Keywords: HIV-1, rebound virus, tropism, genetic diversity, reservoir

Successful antiretroviral therapy (ART) reduces the human immunodeficiency virus type 1 (HIV-1) load in the blood to stable low levels; however, ART does not eliminate virus. Most people discontinuing therapy experience a rebound in the virus level (hereafter, “rebound virus”) from a persistent reservoir [1–4]. The variable timing of rebound, where the virus is coming from, and the complexity of the rebound virus population are poorly understood.

One potential source of virus is latently infected resting CD4⁺ T cells. There is also a continual production of virus at low levels despite ART, and other cell types could be the source of rebound virus. In a largely quiescent reservoir, rebound virus could be clonal, as the result of virus from a single cell leaving a latent state. However, the number and complexity of rebound virus within a person has recently been predicted to be much higher than predicted on the basis of a largely quiescent reservoir [4].

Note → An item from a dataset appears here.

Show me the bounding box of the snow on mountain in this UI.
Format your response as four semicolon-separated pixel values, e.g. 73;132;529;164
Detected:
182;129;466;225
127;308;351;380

To this end, we used peripheral blood samples from patients in AIDS Clinical Trials Group study A5068 [5] to investigate the diversity and entry phenotype of rebound virus. Subjects in A5068 discontinued ART as part of an analytic treatment interruption (ATI) and had virologic rebound detectable in the blood 2–4 weeks, on average, after discontinuation of therapy. To study the complexity of rebound virus, we assessed the genetic diversity of viral env and also examined viral entry phenotype. Phylogenetic analysis showed a high degree of diversity in the rebound virus population. In addition, all Env examined required high levels of CD4 for efficient entry, consistent with prior selection for replication in CD4⁺ T cells. Our analysis suggests that a viral population replicating in myeloid cells is not a significant source of rebound virus in blood early after the discontinuation of ART.

METHODS

A detailed description of the study methods is available in the Supplementary Materials. The parent trial is registered at ClinicalTrials.gov (registration NCT00011011).

Study Population

All samples were collected under institutional review board–approved protocols, and all subjects provided written informed consent. AIDS Clinical Trials Group study A5068 examined whether structured treatment interruptions and/or vaccination with an ALVAC-HIV vector was associated with control of viral replication during a subsequent ATI, compared with no vaccination or structured interruption control (arm A). The study showed a modest effect in reduced peak and set point viral load of rebound virus in the arms that included the structured treatment interruptions [5]. Subjects with the ATI only (arm A) had a median CD4⁺ T-cell count of 779 copies/mL and viral RNA levels of <50 copies per mL at entry while still receiving therapy. For our study, we used blood plasma samples from 10 of these subjects early after the initiation of the ATI, when viral load was ≥1000 copies/mL. For one subject, a pretherapy sample was also available.

Virus Characterization

Sequences of virion RNA were examined using single-genome amplification (SGA) [6] of full-length env and deep sequencing with Primer ID [7] of the V1–V3 region of env. Phylogenetic analysis of full-length env was used to select a representative sampling of amplicons for cloning to assess viral entry phenotype. env cloned in an expression vector was used in cotransfection with the pNL4–3.LucR-E reporter backbone plasmid into 293 T cells to generate an Env-pseudotyped luciferase reporter virus as described previously [8–10]. By comparing the ability of the pseudotyped virus to infect Affinofile cells expressing high versus low levels of surface CD4, we are able to consistently assess the viral CD4 entry phenotype as largely restricted to CD4⁺ T cells when high levels of CD4 are required for entry (T-cell tropic), compared with tropism favoring cells with a low density of CD4, such as macrophages (macrophage tropic) [8]. Sensitivity to soluble CD4 (sCD4) was used to confirm the CD4 entry phenotype. Additionally, coreceptor use was analyzed using Maraviroc inhibition of CCR5.

RESULTS

We analyzed 11 plasma samples from 10 subjects (subject 43 656 had a pretherapy [R0] and rebound [R1] sample available; Figure 1A). We used plasma from the first available time point at which the viral load was >1000 copies/mL, to focus on early rebound virus, with most samples yielding a viral load of <10 000 copies/mL (Figure 1B). Eight of ten subjects had nadir CD4⁺ T-cell counts before therapy of 201–500 cells/mL, while 1 (sample R10) was <201 cells/mL.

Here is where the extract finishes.